Passing through RDMA network devices to docker containers

I'm wanting to passthrough infiniband to a docker container so that I can run some high performance apps over ipoib and use rdma.

Currently, I'm doing this with xen virtual machines. Now I'm looking into using CoreOS and docker as a much lighter weight and easier to manage alternative.

I have an IPoIB device ib0 with a static IP assigned to it of 10.10.10.10. I've managed to get that exposed inside a docker container with the following:

docker run --net=host --device=/dev/infiniband/uverbs0 --device=/dev/infiniband/rdma_cm -t -i ubuntu:14.04 /bin/bash

Great, that works. ib0 is available inside the docker container.

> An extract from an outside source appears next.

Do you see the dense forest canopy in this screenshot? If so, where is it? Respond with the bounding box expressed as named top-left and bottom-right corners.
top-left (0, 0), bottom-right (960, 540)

Now lets suppose I have a dual port HCA. On the host these appear as ib0 & ib1 and have two ip's assigned. 10.10.10.10/ib0 and 10.10.10.11/ib1

And now I want to pass ib0 to the first container and ib1 to the second. Using the method above both will appear in both containers because of the --net=host option. However, not specifying it means the devices do not appear at all.

Another scenario is I have a lot of machines that using SR-IOV to passthrough infiniband devices to xen virtual machines. How could I pass instead a virtual function infiniband device to a docker container and have that appear?

Note: pipework doesn't work in this situation but if I understand it better it might be able to be hacked to do what I want. I just don't quite understand what it's doing... yet.


Solution 1:

And now I can answer my own question on how to do this.

Use pipework which I have just patched to work with Infiniband or RDMA IPoIB devices.

You run it like this.

~ $ docker run --device=/dev/infiniband/uverbs0 --device=/dev/infiniband/rdma_cm -d container 
~ $ pipework ib0 container-id ip/netmask

Because IPoIB devices do not support bridging, the whole ib0 device is hidden from the host after the command is issued. i.e. It is moved to the network namespace of the container.

To get bridge-like functionality without bridging use SR-IOV and pass the virtual function through via pipework.

The latest incarnation uses virtual IPoIB which is similar to macvlan. Therefore the real ib0 remains visible in the host. It works very similarly to the ethernet version.